A  Companhia Brasiliana, que estilizava danças intituladas “Navio Negreiro”, “Colheita do Café”, “Candomblé”, “Lundu” e “Macumba”, nasceu como desdobramento do TEN (Teatro Experimental do Negro, comandado por Abdias Nascimento).

O nonagenário Haroldo Costa, com sua prodigiosa memória, relembra que “a companhia de Abdias era muito séria, montava dramas e tragédias. Nós éramos jovens e queríamos algo mais alegre e festivo”. Inspirados na Coleção Brasiliana, da Companhia Editora Nacional, o grupo de bailarinas e bailarinos, todos negros, jovens e de corpos esculturais, começou a ensaiar, a selecionar as músicas e a criar as coreografias. Recorreu ao folclore brasileiro, mas, como lembrará um bailarino-coreógrafo, “estilizando-o”, de forma a torná-lo mais acessível e atrativo ao público internacional.

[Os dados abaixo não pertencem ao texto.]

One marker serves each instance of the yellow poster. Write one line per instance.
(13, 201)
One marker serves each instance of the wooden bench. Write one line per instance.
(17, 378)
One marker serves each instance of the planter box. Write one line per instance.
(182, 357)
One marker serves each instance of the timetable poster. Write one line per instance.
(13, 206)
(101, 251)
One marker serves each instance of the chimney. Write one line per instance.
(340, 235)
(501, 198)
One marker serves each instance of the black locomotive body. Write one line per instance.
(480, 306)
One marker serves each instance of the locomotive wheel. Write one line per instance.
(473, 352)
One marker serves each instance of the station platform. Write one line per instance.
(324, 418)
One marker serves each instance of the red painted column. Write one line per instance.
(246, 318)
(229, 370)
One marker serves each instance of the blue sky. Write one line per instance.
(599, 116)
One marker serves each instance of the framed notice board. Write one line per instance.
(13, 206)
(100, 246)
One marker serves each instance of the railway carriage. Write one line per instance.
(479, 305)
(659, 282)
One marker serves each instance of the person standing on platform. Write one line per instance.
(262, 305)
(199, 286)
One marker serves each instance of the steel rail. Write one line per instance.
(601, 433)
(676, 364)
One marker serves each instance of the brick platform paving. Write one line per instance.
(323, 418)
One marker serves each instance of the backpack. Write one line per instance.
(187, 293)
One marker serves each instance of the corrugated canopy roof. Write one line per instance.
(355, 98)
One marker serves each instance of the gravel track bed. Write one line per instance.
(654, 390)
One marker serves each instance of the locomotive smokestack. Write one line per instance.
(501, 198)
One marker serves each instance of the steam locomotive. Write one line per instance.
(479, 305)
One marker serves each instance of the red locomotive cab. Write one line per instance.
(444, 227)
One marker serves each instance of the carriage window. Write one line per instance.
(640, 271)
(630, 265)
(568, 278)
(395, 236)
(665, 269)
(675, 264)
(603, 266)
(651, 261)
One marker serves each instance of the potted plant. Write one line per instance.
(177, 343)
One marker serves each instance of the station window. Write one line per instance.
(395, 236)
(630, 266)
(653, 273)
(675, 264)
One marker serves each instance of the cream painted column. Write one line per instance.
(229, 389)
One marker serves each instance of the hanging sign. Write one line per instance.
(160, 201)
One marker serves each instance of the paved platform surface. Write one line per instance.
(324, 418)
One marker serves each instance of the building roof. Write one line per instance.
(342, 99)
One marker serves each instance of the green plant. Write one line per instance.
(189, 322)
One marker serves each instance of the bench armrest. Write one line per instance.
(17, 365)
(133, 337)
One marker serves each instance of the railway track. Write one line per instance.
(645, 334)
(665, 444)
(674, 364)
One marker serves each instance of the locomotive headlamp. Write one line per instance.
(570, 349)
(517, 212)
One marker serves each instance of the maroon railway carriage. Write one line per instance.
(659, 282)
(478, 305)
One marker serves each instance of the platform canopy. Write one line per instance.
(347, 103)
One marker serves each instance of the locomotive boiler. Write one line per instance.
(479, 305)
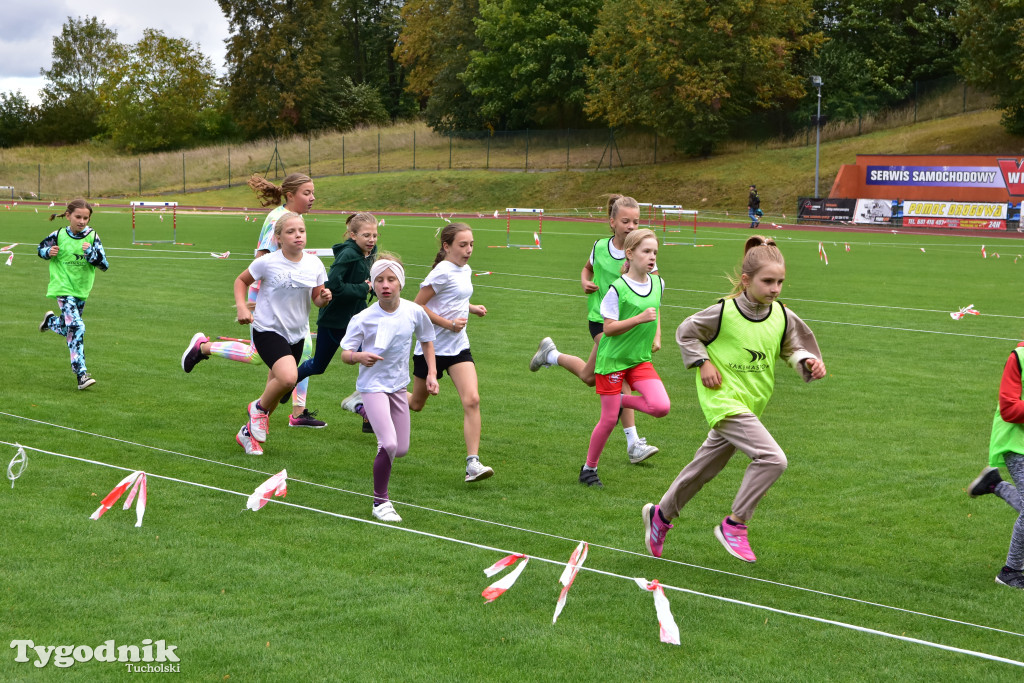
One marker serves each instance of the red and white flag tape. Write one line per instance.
(568, 575)
(137, 482)
(497, 589)
(669, 630)
(275, 485)
(966, 310)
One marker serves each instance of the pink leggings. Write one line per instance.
(652, 399)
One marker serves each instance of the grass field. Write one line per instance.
(870, 525)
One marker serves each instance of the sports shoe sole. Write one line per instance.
(725, 544)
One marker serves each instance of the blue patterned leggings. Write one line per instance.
(69, 324)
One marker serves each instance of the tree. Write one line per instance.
(991, 54)
(692, 68)
(529, 70)
(70, 110)
(158, 94)
(434, 47)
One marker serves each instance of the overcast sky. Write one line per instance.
(27, 37)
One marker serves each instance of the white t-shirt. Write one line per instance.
(453, 287)
(389, 336)
(284, 301)
(609, 304)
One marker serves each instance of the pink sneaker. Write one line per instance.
(654, 528)
(733, 539)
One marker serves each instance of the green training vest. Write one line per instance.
(1007, 436)
(633, 347)
(71, 273)
(744, 353)
(606, 270)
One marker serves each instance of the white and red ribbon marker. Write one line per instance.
(667, 624)
(275, 485)
(958, 314)
(137, 482)
(496, 590)
(568, 575)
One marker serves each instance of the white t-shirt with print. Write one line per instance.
(389, 336)
(285, 290)
(453, 287)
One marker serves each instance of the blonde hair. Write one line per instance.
(269, 194)
(633, 241)
(72, 207)
(279, 225)
(759, 251)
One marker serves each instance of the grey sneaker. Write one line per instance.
(984, 482)
(475, 471)
(640, 451)
(540, 358)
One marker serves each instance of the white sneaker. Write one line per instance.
(259, 422)
(540, 358)
(385, 512)
(246, 440)
(475, 471)
(640, 451)
(351, 400)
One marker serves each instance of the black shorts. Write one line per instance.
(272, 347)
(442, 363)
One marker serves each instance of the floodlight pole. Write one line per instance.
(816, 80)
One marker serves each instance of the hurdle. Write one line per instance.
(508, 228)
(153, 207)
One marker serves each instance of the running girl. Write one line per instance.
(1007, 447)
(74, 252)
(348, 281)
(603, 267)
(444, 295)
(735, 344)
(384, 332)
(632, 334)
(290, 281)
(295, 196)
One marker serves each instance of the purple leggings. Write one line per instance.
(388, 415)
(652, 399)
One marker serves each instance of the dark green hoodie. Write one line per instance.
(347, 282)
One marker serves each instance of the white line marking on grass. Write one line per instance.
(437, 537)
(529, 530)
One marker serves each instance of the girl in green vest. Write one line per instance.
(74, 252)
(735, 344)
(632, 334)
(605, 264)
(1007, 447)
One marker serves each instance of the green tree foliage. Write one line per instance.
(692, 68)
(879, 49)
(991, 54)
(158, 94)
(434, 46)
(70, 109)
(16, 118)
(529, 71)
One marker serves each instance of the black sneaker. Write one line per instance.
(1011, 578)
(589, 477)
(985, 482)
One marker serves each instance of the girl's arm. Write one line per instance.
(242, 283)
(428, 355)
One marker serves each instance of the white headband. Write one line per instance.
(383, 264)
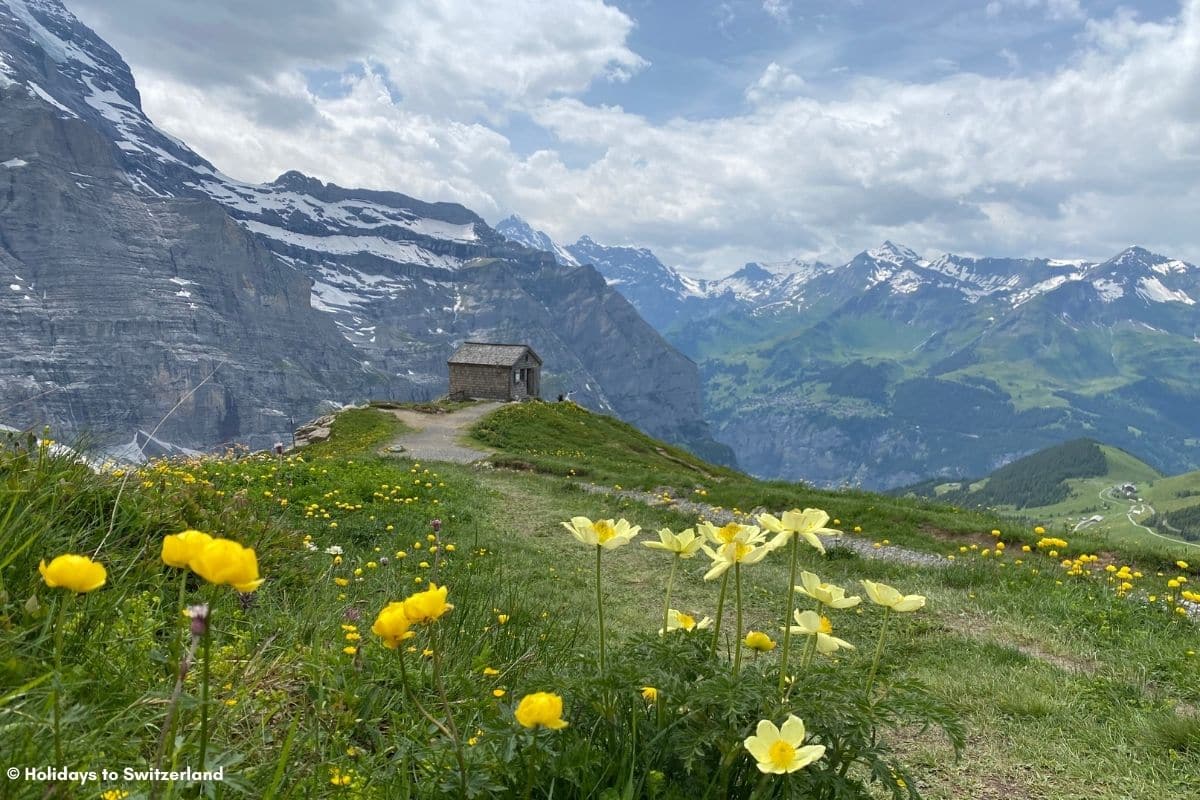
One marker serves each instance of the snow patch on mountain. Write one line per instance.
(1109, 290)
(1043, 287)
(37, 91)
(345, 245)
(893, 253)
(516, 229)
(1153, 290)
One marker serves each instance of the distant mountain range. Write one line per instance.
(891, 367)
(135, 276)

O cineasta Joel Zito Araújo subiu ao palco do Cine São Luiz, principal cenário do Festival Ibero-Americano, na noite desse sábado, 9 de novembro, acompanhado do produtor Daniel Couto, do diretor de fotografia Kiko Barbosa e do pesquisador e co-roteirista Itamar Dantas. Ele revelou que tinha notícias esparsas da trajetória da companhia de dança afro-brasileira. “Nada de muito substantivo”.

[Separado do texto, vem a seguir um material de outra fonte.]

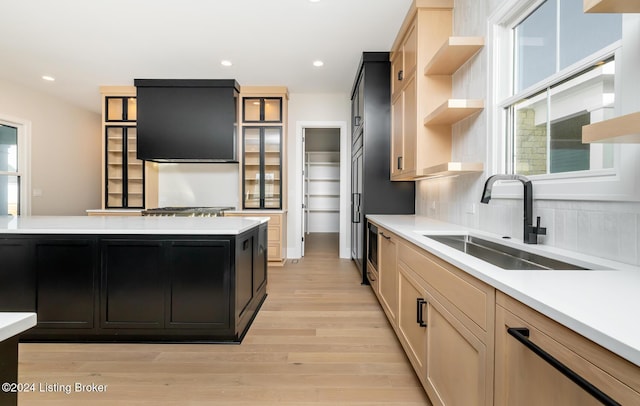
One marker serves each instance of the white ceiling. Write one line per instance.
(88, 43)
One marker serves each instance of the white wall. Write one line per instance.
(316, 110)
(212, 185)
(66, 148)
(606, 229)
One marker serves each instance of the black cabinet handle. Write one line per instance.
(371, 277)
(522, 334)
(419, 312)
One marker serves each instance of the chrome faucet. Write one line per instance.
(531, 232)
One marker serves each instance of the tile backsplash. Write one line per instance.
(608, 230)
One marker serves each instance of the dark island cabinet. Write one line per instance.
(132, 288)
(136, 287)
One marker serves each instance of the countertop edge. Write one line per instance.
(114, 225)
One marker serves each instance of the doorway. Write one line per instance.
(321, 185)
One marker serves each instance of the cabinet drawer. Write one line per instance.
(274, 233)
(273, 252)
(274, 220)
(472, 297)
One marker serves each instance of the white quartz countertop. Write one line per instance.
(128, 225)
(601, 304)
(12, 324)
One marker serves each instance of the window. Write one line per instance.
(563, 77)
(13, 168)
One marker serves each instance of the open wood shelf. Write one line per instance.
(453, 54)
(453, 110)
(611, 6)
(622, 129)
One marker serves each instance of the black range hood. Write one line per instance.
(187, 120)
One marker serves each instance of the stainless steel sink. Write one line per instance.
(501, 255)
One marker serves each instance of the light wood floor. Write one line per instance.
(320, 338)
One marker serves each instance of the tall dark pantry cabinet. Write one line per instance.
(372, 191)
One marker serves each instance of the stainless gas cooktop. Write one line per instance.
(187, 211)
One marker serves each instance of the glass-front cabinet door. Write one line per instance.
(262, 168)
(262, 109)
(124, 173)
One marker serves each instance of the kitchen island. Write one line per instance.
(552, 328)
(170, 279)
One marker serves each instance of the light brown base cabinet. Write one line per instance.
(525, 378)
(454, 330)
(443, 319)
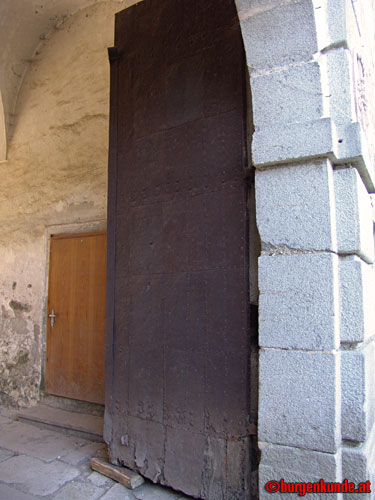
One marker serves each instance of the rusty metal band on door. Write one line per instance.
(177, 404)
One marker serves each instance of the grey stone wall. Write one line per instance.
(311, 66)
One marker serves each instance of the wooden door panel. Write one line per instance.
(178, 336)
(75, 345)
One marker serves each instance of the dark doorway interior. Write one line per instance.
(178, 392)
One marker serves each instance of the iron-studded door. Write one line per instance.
(178, 322)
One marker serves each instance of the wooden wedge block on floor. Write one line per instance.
(123, 475)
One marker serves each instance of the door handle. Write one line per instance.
(52, 316)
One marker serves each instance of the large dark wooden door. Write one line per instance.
(178, 303)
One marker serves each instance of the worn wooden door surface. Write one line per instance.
(178, 326)
(75, 342)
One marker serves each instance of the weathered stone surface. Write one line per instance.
(79, 491)
(7, 493)
(299, 400)
(149, 492)
(357, 464)
(118, 492)
(295, 464)
(295, 207)
(100, 480)
(55, 175)
(43, 444)
(338, 66)
(358, 392)
(273, 92)
(84, 453)
(294, 24)
(34, 476)
(298, 302)
(357, 291)
(295, 141)
(354, 224)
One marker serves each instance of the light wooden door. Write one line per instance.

“Itamar (Dantas) tem uma sólida pesquisa sobre o grupo e suas excursões pelo mundo”, pontuou Joel Zito. “Este material tem tudo para resultar em livro dos mais importantes. Fiquei encantado com os detalhes que me foram apresentados pela trupe da produtora Impulso, quando eles me convidaram para dirigir o filme”.

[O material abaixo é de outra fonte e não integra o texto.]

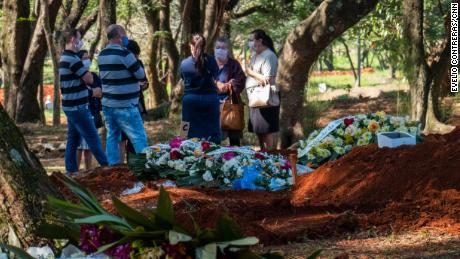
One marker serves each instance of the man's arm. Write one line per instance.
(133, 66)
(88, 78)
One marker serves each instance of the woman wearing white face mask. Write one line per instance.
(95, 108)
(261, 72)
(230, 77)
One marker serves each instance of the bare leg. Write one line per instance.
(269, 141)
(122, 148)
(261, 141)
(79, 155)
(88, 159)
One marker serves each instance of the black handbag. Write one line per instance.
(98, 122)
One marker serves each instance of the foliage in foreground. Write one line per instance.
(148, 234)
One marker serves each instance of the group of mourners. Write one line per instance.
(209, 79)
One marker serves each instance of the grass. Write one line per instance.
(346, 82)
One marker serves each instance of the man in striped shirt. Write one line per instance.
(120, 73)
(73, 78)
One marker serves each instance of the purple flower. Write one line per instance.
(176, 142)
(120, 252)
(89, 238)
(287, 165)
(92, 237)
(174, 251)
(228, 155)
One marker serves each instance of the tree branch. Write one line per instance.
(247, 12)
(88, 22)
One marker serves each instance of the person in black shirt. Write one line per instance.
(95, 108)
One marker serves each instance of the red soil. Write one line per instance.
(382, 189)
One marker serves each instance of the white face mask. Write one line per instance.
(87, 63)
(251, 45)
(221, 54)
(79, 45)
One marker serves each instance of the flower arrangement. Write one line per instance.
(153, 234)
(352, 131)
(195, 161)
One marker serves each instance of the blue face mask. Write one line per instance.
(125, 41)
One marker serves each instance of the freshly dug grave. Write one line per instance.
(370, 188)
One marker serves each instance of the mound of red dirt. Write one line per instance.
(369, 176)
(384, 189)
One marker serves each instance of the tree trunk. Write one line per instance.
(41, 96)
(54, 58)
(168, 43)
(214, 19)
(186, 35)
(14, 43)
(423, 78)
(325, 24)
(157, 91)
(329, 58)
(416, 68)
(358, 76)
(347, 51)
(108, 12)
(93, 46)
(24, 186)
(27, 109)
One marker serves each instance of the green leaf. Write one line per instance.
(176, 237)
(133, 216)
(53, 231)
(227, 229)
(17, 251)
(315, 254)
(98, 219)
(208, 251)
(71, 209)
(103, 248)
(165, 211)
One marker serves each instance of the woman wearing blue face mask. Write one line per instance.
(95, 109)
(230, 77)
(200, 104)
(261, 72)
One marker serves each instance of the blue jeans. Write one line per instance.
(127, 120)
(81, 124)
(203, 113)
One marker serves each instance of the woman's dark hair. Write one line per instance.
(71, 33)
(133, 46)
(81, 53)
(266, 40)
(199, 42)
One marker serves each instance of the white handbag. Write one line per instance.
(263, 96)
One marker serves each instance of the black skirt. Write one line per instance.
(264, 120)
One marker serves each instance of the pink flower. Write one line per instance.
(175, 154)
(348, 121)
(259, 156)
(120, 252)
(176, 142)
(205, 145)
(228, 155)
(287, 165)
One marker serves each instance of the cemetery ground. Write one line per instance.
(367, 224)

A jovem trupe, que produzia seu longa-metragem de estreia, colocou mãos à obra. O primeiro depoimento colhido foi o do incansável Haroldo Costa, já nonagenário. “Ele é tão importante” — ponderou Joel Zito — “que registramos quatro horas do testemunho dele”. E detalhou: “Haroldo é a alma do Brasiliana. Foi numa excursão da companhia afro-brasileira a Paris, que ele solidificou sua amizade com Vinicius de Moraes. Diplomata e poeta, Vinicius escrevia uma peça (a seminal “Orfeu da Conceição). Durante feijoada preparada para os integrantes da Companhia Brasiliana, ele entregou os originais a Haroldo e pediu que ele lesse e desse sua opinião”.

“O que aconteceria depois” — narrou Joel Zito — “já sabemos: Haroldo seria peça-chave no elenco da montagem do espetáculo, fonte fertilizadora do filme ‘Orfeu Negro’, de Marcel Camus (premiado em Cannes e detentor do Oscar estrangeiro)”. O ator faria carreira da maior grandeza nas artes brasileiras. Até como diretor de cinema, com “Pista de Grama”, realizado em parceria com Cajado Filho (1958).

A equipe do documentário, que participa do Cine Ceará, não conseguiu, ainda, identificar o bailarino que dança com Sophia Loren no filme de Mauro Bolognini. Mas tem certeza que não é Haroldo Costa.

Joel Zito até relembrou episódio acontecido na juventude do ator, sambista e pesquisador afro-carioca: “Haroldo sofreu acidente num trem da Central do Brasil e perdeu parte do pé”. Mas isso “nunca impediu que ele fosse figura da linha de frente da Companhia Brasiliana”. Além dele, o documentarista destaca a importância do empresário Miércio Askanasy, já falecido e representado no filme por seu filho, o jornalista e pesquisador Gino Askanasy. Que apresenta sólido testemunho.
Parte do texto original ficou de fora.